How do you design Search Autocomplete (Type-Ahead) for a system design interview?

Start from requirements, estimate scale, draw the high-level architecture, explain the main data flow, identify bottlenecks, and compare trade-offs. This walkthrough covers Search Autocomplete (Type-Ahead) with components, operations, capacity estimates, and an interactive simulator.

What should I discuss in a Search Autocomplete (Type-Ahead) system design answer?

Cover functional requirements, non-functional requirements, APIs, data model, key services, storage choices, caching, queues or streams where relevant, failure handling, observability, and scaling trade-offs.

Can I practice Search Autocomplete (Type-Ahead) interactively?

Yes. The page includes an interactive browser-based simulator for Search Autocomplete (Type-Ahead), including an architecture diagram, step-by-step request flow, component swap, and stress simulation.

Search Autocomplete (Type-Ahead) System Design Interview Question

By Rahul Kumar · Senior Software Engineer · Updated May 2026 · 11 components · 5 operations ·Source: Alex Xu, System Design Interview Vol 1, Chapter 13

Problem: Design a top-k search autocomplete system that returns the 5 most popular queries for a typed prefix within 100ms.

Overview

Search autocomplete (type-ahead) is the feature that turns every keystroke into a backend request and expects the top-5 completions to arrive within roughly 100 milliseconds. The workload is brutally read-heavy: at 10 million daily actives typing 20-character queries with one request per keystroke, the serving tier must sustain around 24K QPS average and roughly 48K QPS at peak, while still looking instant from the user's perspective. The design we describe here accepts a one-week-old view of the world in exchange for drastically simpler serving. A trie with the top-K completions precomputed at every node lets the query tier answer any prefix in O(P) where P is the prefix length, which easily fits a 100ms budget even on commodity hardware. A separate offline pipeline aggregates query logs, re-ranks by frequency, and rebuilds the trie on a cadence the business can tolerate.

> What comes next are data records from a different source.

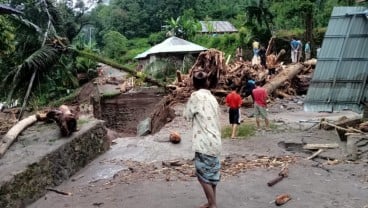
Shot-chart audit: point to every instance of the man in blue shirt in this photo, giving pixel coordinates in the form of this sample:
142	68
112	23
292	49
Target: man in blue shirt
307	51
294	50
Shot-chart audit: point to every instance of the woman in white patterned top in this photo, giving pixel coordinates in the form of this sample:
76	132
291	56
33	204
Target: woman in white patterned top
202	110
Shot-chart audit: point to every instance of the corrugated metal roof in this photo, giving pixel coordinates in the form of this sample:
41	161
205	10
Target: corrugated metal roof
172	45
217	27
340	78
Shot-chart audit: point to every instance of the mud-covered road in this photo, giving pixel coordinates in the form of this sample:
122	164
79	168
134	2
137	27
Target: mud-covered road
149	172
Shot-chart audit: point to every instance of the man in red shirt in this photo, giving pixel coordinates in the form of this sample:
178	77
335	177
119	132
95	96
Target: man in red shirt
234	101
260	104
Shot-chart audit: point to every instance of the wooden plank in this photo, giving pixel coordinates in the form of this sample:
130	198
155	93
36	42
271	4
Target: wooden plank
315	154
320	146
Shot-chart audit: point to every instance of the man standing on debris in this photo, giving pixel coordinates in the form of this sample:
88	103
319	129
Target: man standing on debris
255	59
203	110
294	50
300	50
260	105
234	101
262	55
307	51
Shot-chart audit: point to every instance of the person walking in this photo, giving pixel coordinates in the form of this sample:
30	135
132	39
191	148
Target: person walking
256	58
294	50
307	51
300	50
202	110
260	105
233	101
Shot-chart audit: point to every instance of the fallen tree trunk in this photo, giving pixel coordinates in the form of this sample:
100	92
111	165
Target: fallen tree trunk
320	146
285	75
13	133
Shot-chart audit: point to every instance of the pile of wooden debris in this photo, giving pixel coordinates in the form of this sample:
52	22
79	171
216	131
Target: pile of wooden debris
286	81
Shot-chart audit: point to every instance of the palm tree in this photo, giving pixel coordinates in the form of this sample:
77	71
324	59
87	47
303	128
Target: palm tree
49	51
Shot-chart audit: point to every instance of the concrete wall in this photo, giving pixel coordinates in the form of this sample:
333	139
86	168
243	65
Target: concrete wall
123	112
42	159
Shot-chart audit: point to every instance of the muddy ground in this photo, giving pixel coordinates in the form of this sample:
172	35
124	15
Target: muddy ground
136	171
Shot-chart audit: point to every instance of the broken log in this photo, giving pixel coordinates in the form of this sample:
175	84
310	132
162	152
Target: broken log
287	74
320	146
13	133
315	154
311	62
65	119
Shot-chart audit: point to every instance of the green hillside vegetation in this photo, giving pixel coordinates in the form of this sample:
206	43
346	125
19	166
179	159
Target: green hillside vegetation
40	48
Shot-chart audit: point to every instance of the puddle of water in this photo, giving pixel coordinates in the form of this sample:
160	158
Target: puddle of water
292	147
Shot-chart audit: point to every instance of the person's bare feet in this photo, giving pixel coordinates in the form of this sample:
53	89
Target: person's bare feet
204	205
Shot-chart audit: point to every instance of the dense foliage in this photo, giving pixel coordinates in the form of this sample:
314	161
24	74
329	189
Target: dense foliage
123	28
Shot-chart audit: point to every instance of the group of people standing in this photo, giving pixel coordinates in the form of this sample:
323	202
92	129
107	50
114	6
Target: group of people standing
297	50
202	109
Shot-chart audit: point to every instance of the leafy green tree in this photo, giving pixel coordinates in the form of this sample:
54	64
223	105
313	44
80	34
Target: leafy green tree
7	38
115	45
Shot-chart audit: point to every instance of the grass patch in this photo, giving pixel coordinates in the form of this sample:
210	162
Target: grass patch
244	130
80	122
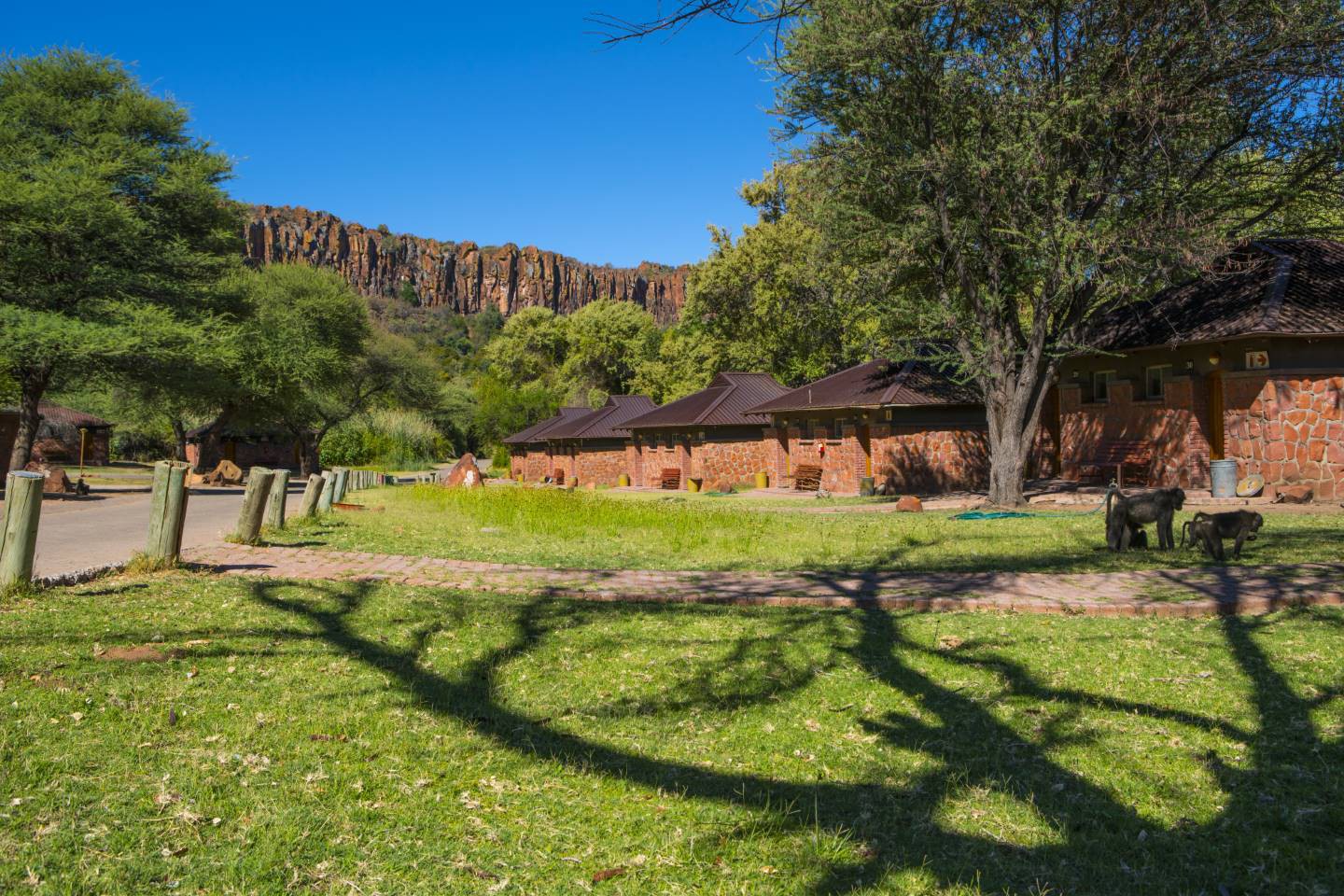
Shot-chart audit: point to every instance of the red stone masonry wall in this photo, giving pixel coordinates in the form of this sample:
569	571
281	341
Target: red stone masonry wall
1169	425
1288	427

The end result is a system where writes are large and slow but infrequent, and reads are small and fast and constant.

Search Autocomplete (Type-Ahead) — Interactive Simulator

Runs fully client-side in your browser; no sign-up. Or open full screen →

Launch the interactive walkthrough for Search Autocomplete (Type-Ahead) — animated architecture diagram, step-by-step flow with real payloads, component swap, and a discrete-event stress simulator.

Summary

A read-dominated system for 10M DAU that returns top-5 completions for each keystroke under 100ms (book: Facebook typeahead SLO). The dominant design choice is a trie with top-k precomputed at every node (serving is O(1) after the prefix walk), populated by an offline batch pipeline (analytics logs → aggregator → worker builds trie → Trie Cache + Trie DB) that rebuilds weekly. Online path: Client → LB → API → Trie Cache (with fallback to Trie DB). The main tradeoff is freshness vs serving simplicity: an in-memory trie is blazing fast to read but rebuild cadence (weekly in the book's base design) means trending queries lag until the next cycle — the book's 'how to support real-time' follow-up outlines stream processing as the fix. A filter layer in front of the cache removes hateful/violent/NSFW suggestions; a shard-map manager handles prefix-shard imbalance.

Requirements

Functional

Return the top 5 autocomplete suggestions for any typed prefix
Support per-keystroke requests with sub-100ms p99 latency
Rank suggestions by historical query frequency over a trailing window
Filter hateful, violent, and NSFW phrases out of the returned list
Rebuild the suggestion index from raw query logs on a daily or weekly cadence
Support prefix-only matching in ASCII English in the base design

Non-functional

p99 response time under 100ms at the 48K peak QPS target
Availability of at least 99.9% on the read path
Horizontal read scalability by prefix-shard
Bounded memory per node: trie cache fits in RAM on each replica
Freshness SLA: new trending queries visible within one rebuild cycle

Capacity Assumptions

10M DAU (book's given scale)
10 searches/user/day, ~20 characters avg per query → 20 requests per query (one per keystroke)
Top-K = 5 suggestions (book's answer)
Query string ≈ 20 bytes (4 words × 5 chars, ASCII)
~20% of daily queries are new → ~0.4 GB/day of new data (book's calc)
Matching is prefix-only (not mid-string), English lowercase only in base design
Trie rebuild cadence: weekly (book's assumption)
Response-time target: under 100ms (book cites Facebook typeahead article [1])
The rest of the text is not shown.